Recommended Themes for Donation-Ready Websites

Your theme affects how well your donation page converts. A professional, trustworthy design gives donors confidence. Our nonprofit themes are built with fundraising in mind.

  • Charitas PRO – Our most popular nonprofit theme. Includes a built-in donation section, cause showcases, and event management.
  • Benevolence – Designed for churches and religious organizations. Includes sermon management, event calendar, and donation integration.
  • Charity Life – Built for fundraising campaigns with progress tracking, team pages, and donation call-to-action sections on every page.

All three themes work with GiveWP, Charitable, and the other plugins covered in this guide. See our complete collection of free charity and nonprofit WordPress themes if you’re starting on a budget.

Need the full package? Our Nonprofit WordPress Themes Package includes all six nonprofit themes with lifetime updates and support.

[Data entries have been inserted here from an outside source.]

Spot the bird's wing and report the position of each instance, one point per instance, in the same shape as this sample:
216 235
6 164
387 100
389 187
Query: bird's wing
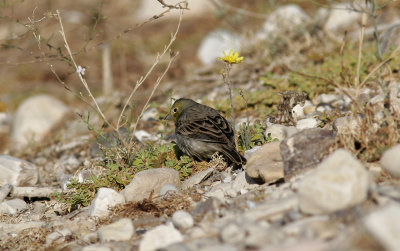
212 130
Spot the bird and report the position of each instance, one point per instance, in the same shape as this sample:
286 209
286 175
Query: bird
201 132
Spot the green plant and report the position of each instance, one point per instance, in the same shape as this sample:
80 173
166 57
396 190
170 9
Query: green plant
251 136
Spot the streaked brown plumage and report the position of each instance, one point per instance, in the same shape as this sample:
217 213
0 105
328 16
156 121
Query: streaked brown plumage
201 131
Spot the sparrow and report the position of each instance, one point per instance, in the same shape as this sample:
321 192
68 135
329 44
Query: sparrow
201 131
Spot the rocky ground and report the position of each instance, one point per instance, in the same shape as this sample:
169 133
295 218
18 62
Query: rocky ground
323 175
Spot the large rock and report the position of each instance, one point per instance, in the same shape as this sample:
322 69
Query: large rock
105 198
305 149
17 172
148 181
197 178
13 206
215 43
35 118
121 230
266 163
384 224
160 237
285 18
338 183
390 161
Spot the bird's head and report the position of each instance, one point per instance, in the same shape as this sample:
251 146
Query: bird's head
179 106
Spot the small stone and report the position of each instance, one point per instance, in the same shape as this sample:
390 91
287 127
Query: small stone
339 182
96 247
168 189
58 237
197 178
242 181
250 152
345 125
384 224
160 237
307 123
280 132
91 237
121 230
148 181
390 161
105 198
13 206
150 114
108 140
182 220
305 150
266 164
298 112
17 172
232 234
142 135
341 16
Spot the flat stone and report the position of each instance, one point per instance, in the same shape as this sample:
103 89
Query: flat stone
160 237
266 164
273 209
307 123
105 198
182 220
121 230
35 117
13 206
168 189
345 125
243 181
280 132
17 172
384 225
148 181
305 149
341 16
338 183
390 161
58 237
197 178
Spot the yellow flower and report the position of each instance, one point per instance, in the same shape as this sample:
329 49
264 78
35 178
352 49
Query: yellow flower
231 58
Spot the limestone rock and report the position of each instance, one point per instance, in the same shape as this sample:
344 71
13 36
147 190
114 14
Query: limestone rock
160 237
305 149
150 180
390 161
182 220
197 178
121 230
35 118
13 206
384 224
105 198
266 163
339 182
17 172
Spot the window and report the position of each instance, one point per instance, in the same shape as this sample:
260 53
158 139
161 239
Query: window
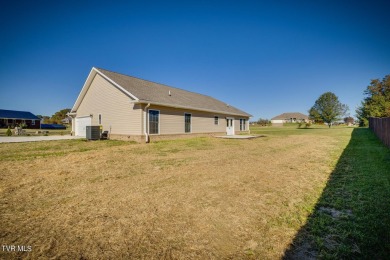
242 124
154 118
187 123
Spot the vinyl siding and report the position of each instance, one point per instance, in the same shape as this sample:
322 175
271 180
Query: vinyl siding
119 115
172 121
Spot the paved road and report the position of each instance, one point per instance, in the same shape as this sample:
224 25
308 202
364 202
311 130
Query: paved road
22 139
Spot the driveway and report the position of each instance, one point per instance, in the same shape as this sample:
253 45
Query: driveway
22 139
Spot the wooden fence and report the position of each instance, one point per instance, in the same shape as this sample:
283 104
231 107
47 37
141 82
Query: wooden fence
381 127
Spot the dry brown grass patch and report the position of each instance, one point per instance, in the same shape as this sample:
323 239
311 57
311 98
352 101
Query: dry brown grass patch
199 198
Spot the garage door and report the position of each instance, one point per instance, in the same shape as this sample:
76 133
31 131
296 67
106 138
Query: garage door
80 125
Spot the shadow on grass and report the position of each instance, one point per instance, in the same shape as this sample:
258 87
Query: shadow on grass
352 218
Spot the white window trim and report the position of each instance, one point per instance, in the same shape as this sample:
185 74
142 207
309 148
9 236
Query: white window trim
159 120
185 113
243 124
217 120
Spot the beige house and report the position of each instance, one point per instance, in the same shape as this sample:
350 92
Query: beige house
137 109
292 117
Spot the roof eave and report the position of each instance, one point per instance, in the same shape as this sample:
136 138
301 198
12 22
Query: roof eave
190 108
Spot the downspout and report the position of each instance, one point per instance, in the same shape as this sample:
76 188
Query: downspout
146 123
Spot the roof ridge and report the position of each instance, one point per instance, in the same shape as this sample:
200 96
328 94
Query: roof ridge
16 110
160 84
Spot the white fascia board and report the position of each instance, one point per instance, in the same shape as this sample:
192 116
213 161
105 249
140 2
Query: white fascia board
186 107
88 82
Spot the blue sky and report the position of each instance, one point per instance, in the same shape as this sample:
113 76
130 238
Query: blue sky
264 57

Frequently Asked Questions

  • How much does it cost to accept donations on WordPress?
    The software is free. GiveWP’s core plugin costs nothing. You pay payment processing fees of about 2.9% + $0.30 per transaction through Stripe or PayPal. On a $50 donation, that’s about $1.75. Premium add-ons for recurring donations or advanced features range from $100-300 per year, but the free version handles most nonprofits’ needs.
  • Do I need to be a registered nonprofit to accept online donations?
    Anyone can accept donations through WordPress. However, only registered 501(c)(3) organizations can offer tax-deductible receipts in the United States. If you’re not yet registered, donations are still possible, but donors cannot claim them on their taxes. In Canada, you need registered charity status from the CRA.
  • Can I accept donations without a plugin?
    Technically, yes. You can link directly to a PayPal.me page or embed a Stripe payment link. But a proper donation plugin gives you donor management, tax receipts, reporting, and a professional experience. For any serious fundraising, a plugin is worth the minimal setup effort.
  • Which payment processor is better for nonprofits: Stripe or PayPal?
    Both charge similar fees (around 2.9% + $0.30). Stripe keeps donors on your website for a seamless experience and supports Apple Pay and Google Pay. PayPal redirects donors to their platform but benefits from widespread consumer trust. The best approach is offering both, so donors choose the option they’re most comfortable with.